[NLRS] 6 Meter interference question
jcplatt1 at mmm.com
jcplatt1 at mmm.com
Tue Dec 14 08:47:20 EST 2004
Hi Patrick.
When trouble shooting this type of problem the key is trying to determine
if the interfering signal is real or not. Whether its real or not
determines how to fix it.
Your note contains two significant clues. The first clue is that when you
face your beam north or south the signal is very strong, but when you face
east or west, you do not "experience the problem" (does this mean you don't
hear the signal ?). No beam in the world has this kind of front-to-back
ratio (that could make such a strong signal disappear). The second clue
is that when you turn on the attenuator the signal "completely disappears"

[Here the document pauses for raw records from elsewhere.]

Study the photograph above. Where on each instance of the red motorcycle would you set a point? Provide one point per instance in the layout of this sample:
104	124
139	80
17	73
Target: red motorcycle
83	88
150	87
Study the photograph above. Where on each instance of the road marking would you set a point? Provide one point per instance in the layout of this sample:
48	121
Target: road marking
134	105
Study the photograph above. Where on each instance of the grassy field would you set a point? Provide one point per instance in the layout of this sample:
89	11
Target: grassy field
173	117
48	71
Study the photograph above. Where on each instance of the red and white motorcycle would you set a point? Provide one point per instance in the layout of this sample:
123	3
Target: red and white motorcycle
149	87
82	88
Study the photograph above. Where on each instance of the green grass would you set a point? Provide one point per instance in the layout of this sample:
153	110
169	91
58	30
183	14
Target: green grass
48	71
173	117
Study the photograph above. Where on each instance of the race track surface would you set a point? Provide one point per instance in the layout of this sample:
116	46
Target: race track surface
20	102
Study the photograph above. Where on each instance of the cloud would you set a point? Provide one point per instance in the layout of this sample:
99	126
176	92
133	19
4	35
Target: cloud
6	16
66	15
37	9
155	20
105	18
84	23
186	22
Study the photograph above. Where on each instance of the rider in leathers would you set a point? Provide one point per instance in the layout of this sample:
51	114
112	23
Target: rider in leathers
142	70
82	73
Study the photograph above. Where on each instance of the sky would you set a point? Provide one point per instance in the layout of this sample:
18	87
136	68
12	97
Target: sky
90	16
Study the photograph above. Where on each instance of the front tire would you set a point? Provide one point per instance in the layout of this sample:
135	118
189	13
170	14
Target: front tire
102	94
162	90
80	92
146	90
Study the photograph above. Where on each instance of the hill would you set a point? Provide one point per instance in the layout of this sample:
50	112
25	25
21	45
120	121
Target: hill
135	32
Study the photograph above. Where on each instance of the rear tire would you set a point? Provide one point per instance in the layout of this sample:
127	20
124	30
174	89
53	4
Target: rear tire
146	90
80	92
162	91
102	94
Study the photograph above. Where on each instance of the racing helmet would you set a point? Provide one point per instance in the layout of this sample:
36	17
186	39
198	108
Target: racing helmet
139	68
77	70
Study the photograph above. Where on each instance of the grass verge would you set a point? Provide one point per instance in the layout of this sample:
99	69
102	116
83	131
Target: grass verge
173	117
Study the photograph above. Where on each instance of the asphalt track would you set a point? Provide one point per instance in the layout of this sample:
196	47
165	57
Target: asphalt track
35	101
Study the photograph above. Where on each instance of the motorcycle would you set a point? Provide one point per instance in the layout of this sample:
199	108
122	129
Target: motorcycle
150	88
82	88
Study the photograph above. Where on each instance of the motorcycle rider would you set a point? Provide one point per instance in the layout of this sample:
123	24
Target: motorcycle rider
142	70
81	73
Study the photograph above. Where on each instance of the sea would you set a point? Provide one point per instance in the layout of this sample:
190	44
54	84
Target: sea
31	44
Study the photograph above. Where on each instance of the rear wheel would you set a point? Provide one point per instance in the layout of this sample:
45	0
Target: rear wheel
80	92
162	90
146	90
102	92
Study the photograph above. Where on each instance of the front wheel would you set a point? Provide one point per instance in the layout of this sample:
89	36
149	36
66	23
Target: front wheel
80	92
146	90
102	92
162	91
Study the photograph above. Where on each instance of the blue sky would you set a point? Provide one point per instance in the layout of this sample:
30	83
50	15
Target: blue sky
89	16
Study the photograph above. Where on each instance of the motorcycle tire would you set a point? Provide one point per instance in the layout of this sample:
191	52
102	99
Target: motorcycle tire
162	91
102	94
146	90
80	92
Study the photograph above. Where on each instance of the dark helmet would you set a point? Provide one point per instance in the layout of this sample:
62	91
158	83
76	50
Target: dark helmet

.... this is a classic clue.
Both of these are strong clues that something inside your radio is being
overloaded and that this internal overload is generating the interfering
signal that you are hearing, the signal is not real. The overload may be
due to one, or several, very strong out of band (not 6m) signals that are
doing evil things inside your radio. Anytime you can flip in 10 dB of
attenuation and the signal changes by more than 10 dB, the signal isnt
"real", its sometime else.
As has been suggested, the fix is to get some front selectivity and/or
notch out the problem signal (Ch 3 ?). I think there were a couple of
suggestions to try out a low pass filter that has a cut off freq above 50
MHz (passes 50 MHz) but below the Ch 3 freq (attenuates Ch3). There are
some commercial filters that can do this and you can also home brew
filters. Most of these are designed for 100 watts. Pay attention to
what the cut off frequency is and how much attenuation is offers at Ch3
.... that may allow you to do some filter spec comparison. Such a
filter should have almost no affect to your 6m signal.